Nor was it a typical first milestone. He didn't roll. He didn't sit up. He didn't say his first word. He didn't sleep for 12 hours.
Nope, this milestone, this epic and memorable moment is all about me.
Or to be more exact, all about my method of transport.
My name is Kylie, and I (GULP) now drive a 7 seater people mover.
Gone is my snazzy European hatchback with it's precision handling, low profile tyres, Bose sound system and sporty profile.
Welcome giant pastel blue van. With sliding doors, plastic dash, velour upholstery and 7 seats. The only saving grace is that it isn't beige.
To help you appreciate the seriousness of this transformation, a wee back-story is required.
I'm one of those rare breed of women who love cars. I'm a petrolhead. Always have been and always will be. I grew up in a car-mad family and was participating in Rally events and attending car shows before I could walk.
I understand how cars work, can do basic repairs, can change a tyre in 5 minutes flat and love big classic American cars (and small sporty European ones).
I record Top Gear so I can watch whilst feeding the baby, and I've travelled to Australia on three separate occasions JUST to attend Aussie V8 Supercar races. I read car magazines whilst waiting at the Doctors, and browse Trade Me Motors for fun.
In the past, I have openly mocked my friends who have found themselves requiring a 'family car'. My teasing was relentless, and often included references to certain religious affiliations and a direct correlation to vehicle size.
Oh how the mighty have fallen.
The tipping point came last week when I tried to fit the three children, our 45kg Mastiff, the stroller and multitudinous baby supplies and myself in the VW. We managed to squeeze in and headed off to the supermarket. Fast forward 30 minutes and I was faced with a shocking small-car dilemma. I could fit the kids in the car, or the food, but not both. I ended up packing the groceries around the kids (not the dog, she can't be trusted) and we made it home. Unpacking the car was a parody of the 'how many Clowns can you fit in a Mini' gag that has entertained audiences at Circus shows around the globe for generations. It was a combination of origami, yoga, sweat and tears. And that was just the dog.

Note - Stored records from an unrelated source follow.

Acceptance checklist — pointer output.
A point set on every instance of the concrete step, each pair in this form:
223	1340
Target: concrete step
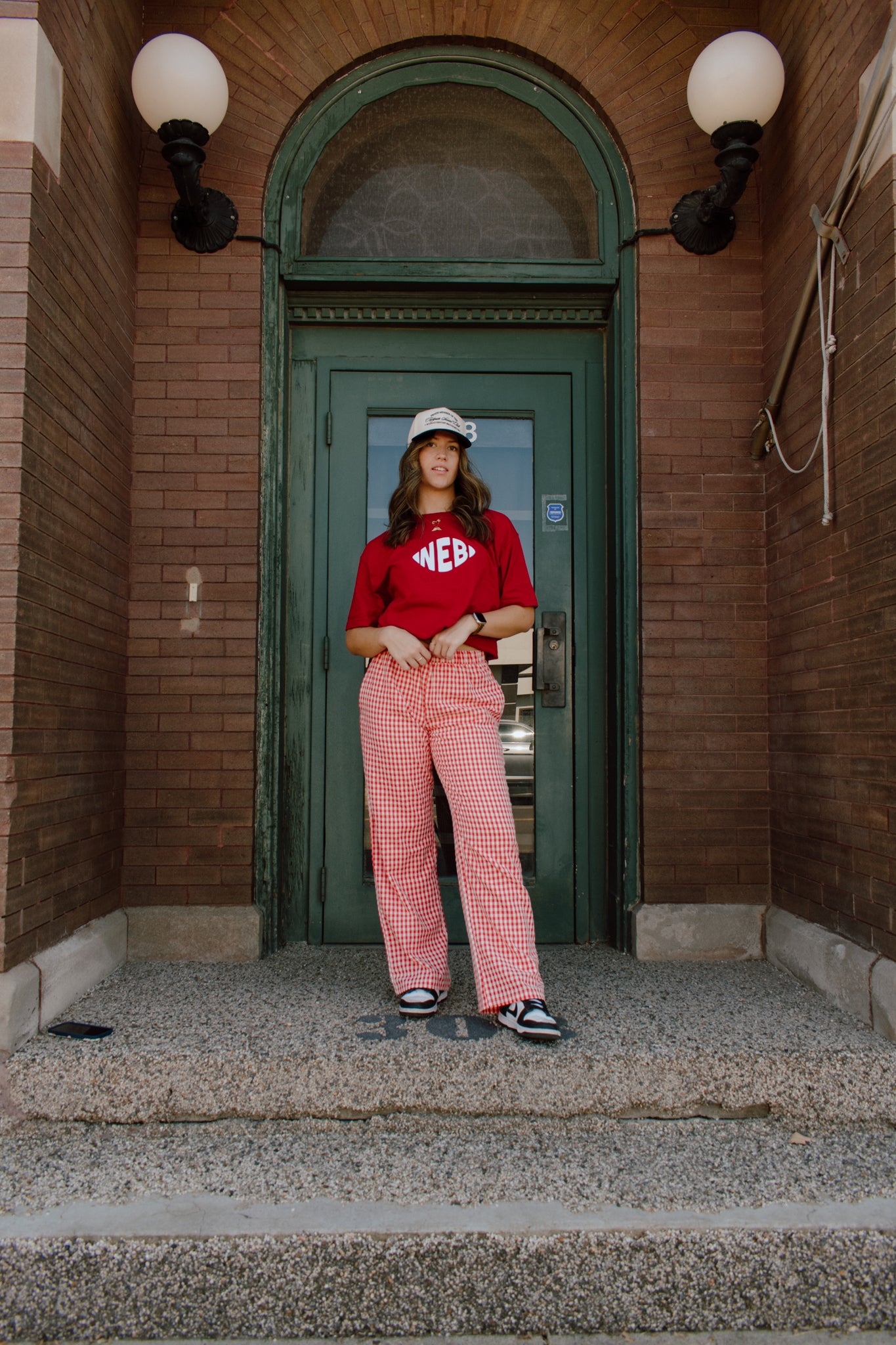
313	1032
409	1225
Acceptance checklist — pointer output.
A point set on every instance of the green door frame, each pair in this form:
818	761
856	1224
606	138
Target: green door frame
335	290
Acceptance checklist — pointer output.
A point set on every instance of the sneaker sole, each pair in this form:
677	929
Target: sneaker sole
423	1013
531	1033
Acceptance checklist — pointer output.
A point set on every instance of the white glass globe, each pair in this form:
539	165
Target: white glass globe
739	77
178	78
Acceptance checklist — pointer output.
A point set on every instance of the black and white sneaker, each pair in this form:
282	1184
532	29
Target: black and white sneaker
530	1019
421	1003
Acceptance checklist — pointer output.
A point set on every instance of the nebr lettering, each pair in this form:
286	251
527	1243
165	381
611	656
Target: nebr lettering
448	553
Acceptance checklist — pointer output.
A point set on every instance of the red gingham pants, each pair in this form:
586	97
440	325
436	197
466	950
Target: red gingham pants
445	715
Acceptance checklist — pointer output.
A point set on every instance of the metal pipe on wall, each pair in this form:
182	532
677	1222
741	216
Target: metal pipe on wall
761	441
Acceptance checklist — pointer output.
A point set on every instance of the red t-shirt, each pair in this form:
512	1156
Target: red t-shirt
438	576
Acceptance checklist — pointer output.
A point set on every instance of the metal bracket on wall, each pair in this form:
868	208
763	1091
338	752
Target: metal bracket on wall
832	233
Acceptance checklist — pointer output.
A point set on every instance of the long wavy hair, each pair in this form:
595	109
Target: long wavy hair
472	498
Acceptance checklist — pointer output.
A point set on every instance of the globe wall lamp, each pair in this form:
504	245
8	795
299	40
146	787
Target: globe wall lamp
181	91
735	87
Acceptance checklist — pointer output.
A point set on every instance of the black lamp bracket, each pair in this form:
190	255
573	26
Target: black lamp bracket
203	219
703	221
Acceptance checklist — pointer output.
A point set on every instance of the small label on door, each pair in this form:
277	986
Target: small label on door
555	514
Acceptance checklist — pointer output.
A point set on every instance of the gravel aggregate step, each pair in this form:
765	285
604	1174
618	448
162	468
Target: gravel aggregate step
313	1032
584	1164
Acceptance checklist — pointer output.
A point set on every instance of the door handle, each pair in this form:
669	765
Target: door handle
550	673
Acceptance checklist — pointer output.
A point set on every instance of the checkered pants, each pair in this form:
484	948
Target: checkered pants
445	715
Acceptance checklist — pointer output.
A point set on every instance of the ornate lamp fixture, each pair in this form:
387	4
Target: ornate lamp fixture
735	87
181	91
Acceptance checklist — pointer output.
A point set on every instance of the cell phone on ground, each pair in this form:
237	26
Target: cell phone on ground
79	1029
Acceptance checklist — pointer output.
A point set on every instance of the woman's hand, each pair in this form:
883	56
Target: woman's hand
408	651
446	643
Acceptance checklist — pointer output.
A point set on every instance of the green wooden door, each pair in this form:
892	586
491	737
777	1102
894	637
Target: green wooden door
524	450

That night, I broke the news gently to Mr Shoe that the time had come for me to consider a slightly more practical vehicle. And he laughed. And laughed. And to his absolute credit, tried to talk me out of it and provided many suggestions of alternatives that we could make work. Sadly, we had to face facts and car-shopping we went.
Fast-forward a few days and I now own the aforementioned people-mover. To give it some credit, it's revoltingly practical, has very efficient heating, and a glass sunroof so we can watch the stars when out driving at night. See - I found three nice things. Just.
This year I've said goodbye to my 30s, my waistline, my sleep, my brain, my shoes and now my wheels... surely that's enough?